Data Scalling , Data Augmentation , Data Interpolation

Hello ,
New to PyTorch and deep learning I have Four questions :
1- Is it better to scale all your data then split to training and testing sets or do it otherwise.
2- How to use effectively use data augmentation
3- I have missing values in my datasets NaN I just removed the lines where they appeared (8 out of 9230) so im my opinion they don’t have too much impact or do they.
4- I’m doing classification using different types of neural nets , I have 12 classes in total but some are too rare compared to other , is there a way to make the model more robust to rare classes.
And Thank you.

  1. I assume scaling is done for normalization. If so, you should split your data first and then scale it. Otherwise you will leak the test information into your training procedure.

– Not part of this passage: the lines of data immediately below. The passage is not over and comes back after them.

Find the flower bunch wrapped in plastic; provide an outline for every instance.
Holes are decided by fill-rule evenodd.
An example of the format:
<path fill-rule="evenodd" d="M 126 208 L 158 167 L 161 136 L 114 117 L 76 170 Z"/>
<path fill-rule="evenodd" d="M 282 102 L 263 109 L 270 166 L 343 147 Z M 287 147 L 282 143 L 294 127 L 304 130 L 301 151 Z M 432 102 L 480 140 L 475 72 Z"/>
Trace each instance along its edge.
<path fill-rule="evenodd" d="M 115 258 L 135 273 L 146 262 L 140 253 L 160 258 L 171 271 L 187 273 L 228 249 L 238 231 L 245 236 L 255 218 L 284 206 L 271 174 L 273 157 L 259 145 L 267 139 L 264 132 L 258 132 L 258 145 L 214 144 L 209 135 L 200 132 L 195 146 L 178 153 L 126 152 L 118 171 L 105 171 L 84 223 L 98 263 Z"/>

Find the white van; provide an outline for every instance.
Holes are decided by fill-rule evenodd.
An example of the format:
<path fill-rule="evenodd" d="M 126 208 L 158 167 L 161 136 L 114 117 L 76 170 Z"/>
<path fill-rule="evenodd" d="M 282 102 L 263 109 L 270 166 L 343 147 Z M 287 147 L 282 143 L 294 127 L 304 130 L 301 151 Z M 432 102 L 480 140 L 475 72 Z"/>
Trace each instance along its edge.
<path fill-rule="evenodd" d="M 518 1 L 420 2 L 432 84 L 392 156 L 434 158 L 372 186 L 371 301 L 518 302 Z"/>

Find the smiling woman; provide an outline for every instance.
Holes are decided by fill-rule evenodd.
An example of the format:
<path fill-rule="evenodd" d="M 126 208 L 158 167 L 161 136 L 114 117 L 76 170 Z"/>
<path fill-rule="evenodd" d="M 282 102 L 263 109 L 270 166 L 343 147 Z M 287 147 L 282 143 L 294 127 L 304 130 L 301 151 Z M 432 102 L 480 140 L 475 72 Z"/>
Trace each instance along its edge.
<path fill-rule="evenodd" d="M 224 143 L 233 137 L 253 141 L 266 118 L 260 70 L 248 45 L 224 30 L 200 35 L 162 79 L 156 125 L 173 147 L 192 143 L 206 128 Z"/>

  2. Have a look at the Data loading tutorial. Basically you create a Dataset and add your data augmentation in the __getitem__ function. The DataLoader can use multi-processing to speed up the loading and transformations.

  3. It really depends on the data. Since you only remove 8 out of 9k, it seems not to be that bad. Alternatively, try to fill the NaNs with the mean or median of the feature from your training set.

  4. You can use the weight argument for different loss functions (see here). Alternatively, you can over- or undersample your classes using WeightedRandomSampler. I’ve created a small tutorial on this topic, which is not released yet, but might give you a good start.


Thank you for your help.